Well, for blindcubing I find that my fastest solves, like you Chris, have good memo. I agree with your 75% speed thing. I find my memo is faster if I go slower and memorize efficiently, rather than going all out speed and not memorizing the information as well, which ultimately for me leads to DNF's and slow recall. However, there are some, like Alex Yu, who might disagree because if they go too slow on the memo, their whole time is ultimately slower. (I heard him say that to Jason Baum at Princeton.)


----------



## tim (Apr 12, 2008)

Mhh, i haven't noticed the speed/bld issue. My speedcubing times are usually the same, 19.xx on good days, 22.xx on bad days. And for the speed: That's very strange. On some days i go for 100% speed and can't get sub-23. If i try to slow down on these days, i can easily get sub-20 solves.
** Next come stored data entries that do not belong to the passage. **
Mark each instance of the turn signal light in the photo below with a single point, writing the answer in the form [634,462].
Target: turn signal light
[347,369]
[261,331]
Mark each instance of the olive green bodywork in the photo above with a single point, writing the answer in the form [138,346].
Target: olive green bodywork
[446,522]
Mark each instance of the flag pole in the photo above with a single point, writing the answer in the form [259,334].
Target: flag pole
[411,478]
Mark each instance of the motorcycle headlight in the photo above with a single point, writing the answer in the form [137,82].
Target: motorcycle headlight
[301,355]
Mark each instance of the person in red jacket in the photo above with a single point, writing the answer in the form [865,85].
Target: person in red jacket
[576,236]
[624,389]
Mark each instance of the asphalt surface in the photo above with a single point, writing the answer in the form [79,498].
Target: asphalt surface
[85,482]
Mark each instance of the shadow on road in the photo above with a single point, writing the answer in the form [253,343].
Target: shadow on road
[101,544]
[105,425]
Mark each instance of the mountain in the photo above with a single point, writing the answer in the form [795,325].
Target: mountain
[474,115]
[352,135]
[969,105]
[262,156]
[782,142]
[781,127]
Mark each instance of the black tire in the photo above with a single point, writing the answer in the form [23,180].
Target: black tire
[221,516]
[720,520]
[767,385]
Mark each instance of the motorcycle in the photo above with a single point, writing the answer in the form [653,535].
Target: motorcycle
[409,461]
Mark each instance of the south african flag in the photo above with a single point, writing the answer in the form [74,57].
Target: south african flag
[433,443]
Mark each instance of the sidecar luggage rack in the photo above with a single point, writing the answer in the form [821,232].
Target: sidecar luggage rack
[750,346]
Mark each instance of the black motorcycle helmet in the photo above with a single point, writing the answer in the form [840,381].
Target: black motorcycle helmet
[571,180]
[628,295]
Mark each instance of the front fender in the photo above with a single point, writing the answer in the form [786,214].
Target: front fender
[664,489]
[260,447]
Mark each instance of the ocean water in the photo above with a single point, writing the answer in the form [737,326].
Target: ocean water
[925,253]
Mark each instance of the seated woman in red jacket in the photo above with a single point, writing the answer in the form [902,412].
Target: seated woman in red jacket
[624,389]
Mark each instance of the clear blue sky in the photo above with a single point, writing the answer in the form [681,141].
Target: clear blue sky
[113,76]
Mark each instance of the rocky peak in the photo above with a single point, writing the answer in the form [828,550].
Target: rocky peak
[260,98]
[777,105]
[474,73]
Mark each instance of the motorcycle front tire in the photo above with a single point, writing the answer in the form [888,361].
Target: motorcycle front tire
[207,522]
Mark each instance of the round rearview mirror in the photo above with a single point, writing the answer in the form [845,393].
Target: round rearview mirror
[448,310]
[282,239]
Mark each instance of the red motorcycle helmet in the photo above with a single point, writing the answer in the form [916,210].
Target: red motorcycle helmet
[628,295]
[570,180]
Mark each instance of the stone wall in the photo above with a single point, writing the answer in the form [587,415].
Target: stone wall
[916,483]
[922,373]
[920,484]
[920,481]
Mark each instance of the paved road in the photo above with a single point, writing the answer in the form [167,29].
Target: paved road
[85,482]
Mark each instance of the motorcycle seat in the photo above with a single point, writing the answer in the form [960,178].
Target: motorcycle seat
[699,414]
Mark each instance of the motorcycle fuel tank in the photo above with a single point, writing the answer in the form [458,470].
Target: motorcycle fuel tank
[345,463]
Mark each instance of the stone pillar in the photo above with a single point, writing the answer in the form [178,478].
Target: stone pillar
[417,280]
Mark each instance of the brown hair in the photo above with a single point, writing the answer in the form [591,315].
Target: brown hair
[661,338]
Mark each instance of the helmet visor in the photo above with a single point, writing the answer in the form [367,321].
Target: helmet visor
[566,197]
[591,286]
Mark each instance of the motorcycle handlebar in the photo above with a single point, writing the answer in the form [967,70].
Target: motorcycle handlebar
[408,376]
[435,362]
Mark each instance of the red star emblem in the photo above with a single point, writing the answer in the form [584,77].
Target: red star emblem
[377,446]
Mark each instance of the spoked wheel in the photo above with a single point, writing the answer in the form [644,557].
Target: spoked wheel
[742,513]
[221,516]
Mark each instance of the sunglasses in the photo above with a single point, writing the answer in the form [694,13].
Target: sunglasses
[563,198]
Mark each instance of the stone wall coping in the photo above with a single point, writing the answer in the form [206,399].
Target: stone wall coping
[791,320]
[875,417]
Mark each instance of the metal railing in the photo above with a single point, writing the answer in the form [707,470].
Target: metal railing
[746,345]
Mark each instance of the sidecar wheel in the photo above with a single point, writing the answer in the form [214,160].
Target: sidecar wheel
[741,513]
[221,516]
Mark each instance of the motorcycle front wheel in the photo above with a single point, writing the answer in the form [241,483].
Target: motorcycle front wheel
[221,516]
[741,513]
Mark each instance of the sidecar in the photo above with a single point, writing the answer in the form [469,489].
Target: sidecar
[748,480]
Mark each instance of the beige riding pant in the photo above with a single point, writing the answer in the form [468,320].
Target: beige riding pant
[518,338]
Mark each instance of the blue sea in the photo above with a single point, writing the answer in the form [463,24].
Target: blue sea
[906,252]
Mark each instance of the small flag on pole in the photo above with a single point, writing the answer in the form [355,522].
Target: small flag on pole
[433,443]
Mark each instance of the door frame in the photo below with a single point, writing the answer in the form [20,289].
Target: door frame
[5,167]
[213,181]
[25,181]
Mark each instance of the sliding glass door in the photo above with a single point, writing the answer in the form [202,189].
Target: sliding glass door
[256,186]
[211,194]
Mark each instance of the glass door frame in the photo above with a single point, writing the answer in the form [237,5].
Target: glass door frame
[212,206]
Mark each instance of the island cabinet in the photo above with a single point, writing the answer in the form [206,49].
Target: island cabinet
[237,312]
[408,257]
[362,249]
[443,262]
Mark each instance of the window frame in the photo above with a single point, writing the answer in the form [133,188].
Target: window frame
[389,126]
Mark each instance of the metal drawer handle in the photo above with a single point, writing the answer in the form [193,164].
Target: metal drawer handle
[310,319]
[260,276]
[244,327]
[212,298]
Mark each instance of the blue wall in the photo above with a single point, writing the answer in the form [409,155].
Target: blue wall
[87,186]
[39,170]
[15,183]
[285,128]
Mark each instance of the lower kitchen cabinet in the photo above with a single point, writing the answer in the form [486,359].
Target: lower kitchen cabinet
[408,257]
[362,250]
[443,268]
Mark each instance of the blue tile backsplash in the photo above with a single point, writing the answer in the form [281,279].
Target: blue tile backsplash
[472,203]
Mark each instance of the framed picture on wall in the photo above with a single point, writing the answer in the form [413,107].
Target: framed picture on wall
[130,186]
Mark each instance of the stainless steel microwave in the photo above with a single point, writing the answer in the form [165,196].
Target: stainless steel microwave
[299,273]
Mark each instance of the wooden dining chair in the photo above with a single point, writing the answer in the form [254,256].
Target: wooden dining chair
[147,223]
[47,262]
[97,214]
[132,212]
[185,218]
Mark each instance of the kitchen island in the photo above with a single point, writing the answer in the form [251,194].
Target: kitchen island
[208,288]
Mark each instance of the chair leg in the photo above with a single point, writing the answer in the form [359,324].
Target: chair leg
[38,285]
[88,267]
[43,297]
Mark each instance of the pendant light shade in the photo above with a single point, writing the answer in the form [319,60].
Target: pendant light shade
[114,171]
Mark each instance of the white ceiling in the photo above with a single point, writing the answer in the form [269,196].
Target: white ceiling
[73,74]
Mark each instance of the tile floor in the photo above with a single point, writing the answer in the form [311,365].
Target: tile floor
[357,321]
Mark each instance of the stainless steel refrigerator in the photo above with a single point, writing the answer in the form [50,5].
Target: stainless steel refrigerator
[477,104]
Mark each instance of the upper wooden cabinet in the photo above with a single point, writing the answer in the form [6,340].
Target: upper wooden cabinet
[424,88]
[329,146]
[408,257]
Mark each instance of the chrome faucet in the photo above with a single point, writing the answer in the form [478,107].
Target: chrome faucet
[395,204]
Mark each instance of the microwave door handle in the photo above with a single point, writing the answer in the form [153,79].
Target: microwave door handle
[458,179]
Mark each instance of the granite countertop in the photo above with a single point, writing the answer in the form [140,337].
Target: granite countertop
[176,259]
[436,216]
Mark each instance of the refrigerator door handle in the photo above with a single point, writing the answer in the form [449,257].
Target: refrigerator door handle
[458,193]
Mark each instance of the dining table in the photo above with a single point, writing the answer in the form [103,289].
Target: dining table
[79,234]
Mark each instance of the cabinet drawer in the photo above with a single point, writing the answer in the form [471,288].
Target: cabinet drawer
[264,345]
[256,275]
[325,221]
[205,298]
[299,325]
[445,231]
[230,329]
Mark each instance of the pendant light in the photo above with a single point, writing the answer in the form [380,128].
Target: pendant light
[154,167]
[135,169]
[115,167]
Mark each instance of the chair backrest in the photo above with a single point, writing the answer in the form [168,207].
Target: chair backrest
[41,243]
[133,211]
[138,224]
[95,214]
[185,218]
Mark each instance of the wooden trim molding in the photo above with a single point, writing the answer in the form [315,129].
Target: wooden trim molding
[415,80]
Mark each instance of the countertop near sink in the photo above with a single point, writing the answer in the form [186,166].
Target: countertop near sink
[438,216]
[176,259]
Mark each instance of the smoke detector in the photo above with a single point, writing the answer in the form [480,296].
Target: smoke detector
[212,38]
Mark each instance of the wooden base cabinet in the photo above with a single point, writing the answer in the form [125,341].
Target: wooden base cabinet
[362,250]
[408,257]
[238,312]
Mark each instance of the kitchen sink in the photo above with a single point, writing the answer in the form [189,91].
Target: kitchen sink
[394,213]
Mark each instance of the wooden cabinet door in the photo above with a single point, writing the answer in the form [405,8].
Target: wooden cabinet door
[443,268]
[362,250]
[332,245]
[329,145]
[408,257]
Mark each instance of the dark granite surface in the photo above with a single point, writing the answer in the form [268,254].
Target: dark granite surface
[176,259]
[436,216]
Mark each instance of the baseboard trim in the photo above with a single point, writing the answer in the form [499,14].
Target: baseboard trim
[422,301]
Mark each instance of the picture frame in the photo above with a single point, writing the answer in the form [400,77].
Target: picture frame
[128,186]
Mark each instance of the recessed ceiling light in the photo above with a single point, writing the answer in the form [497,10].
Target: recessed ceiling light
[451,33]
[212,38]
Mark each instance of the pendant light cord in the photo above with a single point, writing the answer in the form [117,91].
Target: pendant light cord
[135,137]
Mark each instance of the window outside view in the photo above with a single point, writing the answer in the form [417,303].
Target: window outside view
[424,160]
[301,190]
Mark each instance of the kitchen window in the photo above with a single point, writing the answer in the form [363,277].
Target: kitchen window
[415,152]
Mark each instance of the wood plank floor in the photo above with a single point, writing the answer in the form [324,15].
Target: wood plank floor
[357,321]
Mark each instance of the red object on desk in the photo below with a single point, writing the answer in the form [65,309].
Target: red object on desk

But on other days i'm more like 20/21 with slow (maybe 60% speed) solves, and if i speed up to almost 100%, i'll get several sub-18s in a row. It's so strange how it depends on the day, if i have to go slow or fast to get good times.

For bld speed: During practice i try to go for 110% memo speed. In most cases i forget two or three images and my overall times are more like 2-3 minutes, because i try to recall the images. (btw. even with more than 110% memo speed, my accuracy is about the same as if i would go slow.)
In competitions my memo speed is more about 75%.


----------